We just don't get it. The rest of world declares public holidays to watch matches and riots in the streets follow games for any number of reasons (wins, losses, poor refereeing, idiocy), but we here in the US of A are far more concerned with Big Ben's face.
And, yes, I do mean the quarterback, though I suppose you could parallel America's interest in what the rest of the world calls football to our collective interest in London's most notable landmark.
Our ambivalence to the world's most popular sport is probably best summed up by the fact that we decided to be the only blokes to refer to it as soccer and then name our favorite sport football. Why we did that is anybody's guess. Maybe we wanted to rebel. Maybe we wanted to fit in — "Hey, everybody else loves football. Now, so do we!" Who knows?
But, without question, we are about as successful as Tom is at catching Jerry when it comes to soccer.
After watching the World Cup, I'd like to think there is one more reason why. We aren't weenies.
Sadly — no, tragically — what will stick with me most from this World Cup is how the rest of the world plays soccer like our first-graders do. Falling all over the place, writhing in pain and crying for their mommies whenever another player so much as looks at the ball.
The worst is how half of them get carried off the field in a stretcher and come bouncing off the field inside of a minute — with no shame.
This is why we Americans are so bad at soccer.
If we want to compete with the rest of the world, what we should do is comprise a team solely of WWE professional wrestlers. Dennis Rodman can join the team, too. Oh, and so can Vlade Divac and Manu Ginobili if they are eligible.

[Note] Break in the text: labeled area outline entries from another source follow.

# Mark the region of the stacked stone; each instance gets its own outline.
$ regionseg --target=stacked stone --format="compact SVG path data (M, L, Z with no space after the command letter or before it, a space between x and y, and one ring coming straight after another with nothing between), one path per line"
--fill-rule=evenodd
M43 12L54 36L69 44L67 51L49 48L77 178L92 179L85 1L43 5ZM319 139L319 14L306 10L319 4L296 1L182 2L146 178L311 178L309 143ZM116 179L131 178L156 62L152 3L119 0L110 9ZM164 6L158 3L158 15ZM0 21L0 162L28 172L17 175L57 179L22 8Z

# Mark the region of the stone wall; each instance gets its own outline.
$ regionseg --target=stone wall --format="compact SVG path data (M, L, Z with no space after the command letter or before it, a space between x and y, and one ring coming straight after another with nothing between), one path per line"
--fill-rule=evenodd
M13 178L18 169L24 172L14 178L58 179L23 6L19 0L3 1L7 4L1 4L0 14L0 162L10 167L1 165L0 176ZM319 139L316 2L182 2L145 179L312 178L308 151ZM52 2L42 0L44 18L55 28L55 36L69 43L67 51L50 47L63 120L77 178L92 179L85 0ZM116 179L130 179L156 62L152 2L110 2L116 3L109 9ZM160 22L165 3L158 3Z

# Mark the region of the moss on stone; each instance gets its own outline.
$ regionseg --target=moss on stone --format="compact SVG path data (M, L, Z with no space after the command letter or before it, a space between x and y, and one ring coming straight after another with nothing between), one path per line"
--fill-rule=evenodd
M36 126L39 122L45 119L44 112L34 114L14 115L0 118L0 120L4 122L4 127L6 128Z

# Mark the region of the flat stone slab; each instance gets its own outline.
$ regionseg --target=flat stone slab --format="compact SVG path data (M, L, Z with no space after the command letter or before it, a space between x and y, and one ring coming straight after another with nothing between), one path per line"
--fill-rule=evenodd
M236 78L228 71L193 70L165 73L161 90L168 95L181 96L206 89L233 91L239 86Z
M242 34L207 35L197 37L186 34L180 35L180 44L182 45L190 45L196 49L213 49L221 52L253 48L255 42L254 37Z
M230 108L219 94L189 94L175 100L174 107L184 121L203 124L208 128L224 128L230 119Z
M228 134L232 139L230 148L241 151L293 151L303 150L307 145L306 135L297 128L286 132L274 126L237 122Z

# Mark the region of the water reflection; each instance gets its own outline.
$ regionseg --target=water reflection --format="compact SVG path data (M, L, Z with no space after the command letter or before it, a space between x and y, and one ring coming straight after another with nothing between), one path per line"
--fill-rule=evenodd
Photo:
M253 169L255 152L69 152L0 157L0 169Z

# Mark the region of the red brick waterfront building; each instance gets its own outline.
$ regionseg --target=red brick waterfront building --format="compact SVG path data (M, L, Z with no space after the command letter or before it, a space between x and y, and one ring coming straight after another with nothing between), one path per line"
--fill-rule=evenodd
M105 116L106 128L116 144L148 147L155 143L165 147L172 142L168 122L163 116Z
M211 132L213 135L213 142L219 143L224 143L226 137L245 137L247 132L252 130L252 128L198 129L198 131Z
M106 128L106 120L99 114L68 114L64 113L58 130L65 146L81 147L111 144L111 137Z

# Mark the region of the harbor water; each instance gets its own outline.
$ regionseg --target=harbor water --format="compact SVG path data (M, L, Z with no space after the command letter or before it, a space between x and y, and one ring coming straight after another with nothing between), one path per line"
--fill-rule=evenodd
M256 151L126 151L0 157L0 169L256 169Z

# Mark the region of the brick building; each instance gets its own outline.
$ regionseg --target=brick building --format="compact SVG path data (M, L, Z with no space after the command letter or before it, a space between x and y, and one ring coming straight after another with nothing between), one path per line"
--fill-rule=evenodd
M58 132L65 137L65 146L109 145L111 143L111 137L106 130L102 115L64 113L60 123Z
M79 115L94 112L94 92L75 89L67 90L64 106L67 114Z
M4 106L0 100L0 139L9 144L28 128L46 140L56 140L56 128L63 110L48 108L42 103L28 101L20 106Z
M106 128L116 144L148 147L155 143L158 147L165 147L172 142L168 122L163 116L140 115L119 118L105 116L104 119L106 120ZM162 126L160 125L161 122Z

Then we would be better equipped to play the game the way it was meant to be played, which means if you are going to get burned, fall down and act like the opposing player just knifed you.

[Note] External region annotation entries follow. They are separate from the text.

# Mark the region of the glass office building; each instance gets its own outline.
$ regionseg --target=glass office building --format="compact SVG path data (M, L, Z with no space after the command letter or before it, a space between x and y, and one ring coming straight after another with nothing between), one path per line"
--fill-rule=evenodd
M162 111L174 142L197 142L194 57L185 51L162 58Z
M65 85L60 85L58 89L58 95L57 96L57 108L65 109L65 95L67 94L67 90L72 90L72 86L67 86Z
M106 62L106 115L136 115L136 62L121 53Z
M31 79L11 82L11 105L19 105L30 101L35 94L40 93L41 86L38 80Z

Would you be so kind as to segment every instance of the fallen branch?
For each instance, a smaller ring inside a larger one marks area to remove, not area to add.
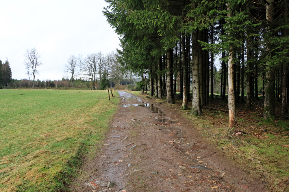
[[[127,147],[129,145],[131,145],[133,144],[134,144],[134,143],[130,143],[129,144],[128,144],[128,145],[127,145],[125,147]]]

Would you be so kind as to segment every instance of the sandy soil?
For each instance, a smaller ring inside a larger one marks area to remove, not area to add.
[[[173,109],[118,91],[100,151],[84,159],[74,191],[265,191]]]

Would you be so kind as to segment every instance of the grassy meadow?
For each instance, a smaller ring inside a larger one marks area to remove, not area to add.
[[[118,98],[108,97],[105,90],[1,90],[0,191],[65,190],[118,108]]]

It means making like the Hindenburg every time you have the ball stripped from you, and it means having to kick the ball out of bounds and allow the other team to set up and get back into position every time an opposing player goes down with a torn ACL — oops, wait a minute, it's just one of those 20-second cramps.

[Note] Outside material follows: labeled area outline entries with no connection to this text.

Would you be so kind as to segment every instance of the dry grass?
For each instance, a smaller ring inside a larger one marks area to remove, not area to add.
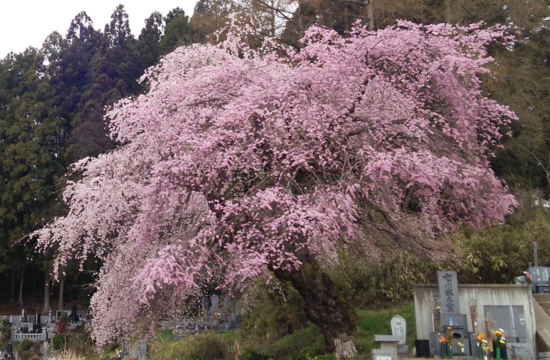
[[[89,358],[79,355],[73,350],[61,351],[58,353],[52,351],[48,360],[89,360]]]

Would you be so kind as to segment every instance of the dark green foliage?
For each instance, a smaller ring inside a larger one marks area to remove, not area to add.
[[[161,343],[152,359],[218,360],[226,358],[229,351],[229,345],[219,334],[205,333],[180,340]]]
[[[183,10],[176,8],[171,10],[164,21],[164,36],[159,45],[162,54],[166,54],[179,46],[195,42],[194,32],[189,25],[189,17]]]
[[[413,285],[435,281],[438,265],[427,258],[404,253],[388,255],[379,264],[346,253],[341,264],[329,269],[344,296],[353,306],[366,308],[408,300]]]
[[[241,328],[256,340],[277,340],[307,326],[304,302],[288,282],[258,280],[249,292],[249,308]]]
[[[68,350],[75,344],[75,340],[70,334],[56,334],[52,337],[52,346],[54,350]]]
[[[2,320],[0,323],[0,346],[12,339],[12,323],[9,320]]]

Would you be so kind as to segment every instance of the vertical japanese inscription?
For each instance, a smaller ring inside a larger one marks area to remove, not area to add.
[[[460,314],[457,272],[437,272],[437,287],[443,312],[447,314]]]

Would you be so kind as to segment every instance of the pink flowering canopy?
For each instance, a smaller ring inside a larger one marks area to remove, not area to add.
[[[121,146],[76,165],[68,214],[34,236],[56,271],[103,262],[99,346],[154,329],[205,284],[298,268],[300,250],[325,264],[349,246],[435,256],[438,234],[515,204],[488,159],[516,117],[477,77],[507,31],[402,22],[313,27],[294,52],[230,36],[180,48],[108,113]]]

However, we in the U.S. have it all wrong. We have our best player dragged off the field for stitches after having an elbow open a geyser above his eyebrow, and then return to the pitch faster than most of the sallies being stretched off of it.
That is the American spirit. We like to be tough, rugged and generally just intimidating. And while that is the more honorable, respectable and reasonable way to play the game, it isn't going to net you many free kicks and penalty shots, or stop half as many soccer fast breaks (what do you call a fast break in soccer?).
No, what it leaves you with is four shots on goal, one measly point out of a possible nine and a first class ticket back to the States and humiliation.
I'm not exactly proud of the Team USA's performance. I mean, Landon Donovan was terrible and should not play internationally again, while Claudio Reyna showed his age and the team in general was very uninspiring, with the exception of Bryan McBride and Clint Dempsey.
But I am proud that Team USA didn't drop down to the level of our opponents and play like — cue the Governator — girlie men.
At the very least it gives some insight as to why our football hasn't taken the rest of the planet by storm just yet.
Could you imagine Patrick Surtain or Deion Sanders curling up in the fetal position in an attempt to draw a penalty every time they are burned on a deep route? Or how obnoxious it would be to have an entire offensive line fall to the ground feigning eye-pokes whenever Jason Taylor closed in for a sack?
It would be unmanly, unflattering and unabashedly shameful — just un-American, at least in the athletic, sporting sense.
Personally, I would be just fine being the Kansas City Royals of the soccer world, so long as our boys didn't resort to such tactics. Unless we really do let the Hulkster and the Macho Man play for us, because that would just be hilarious.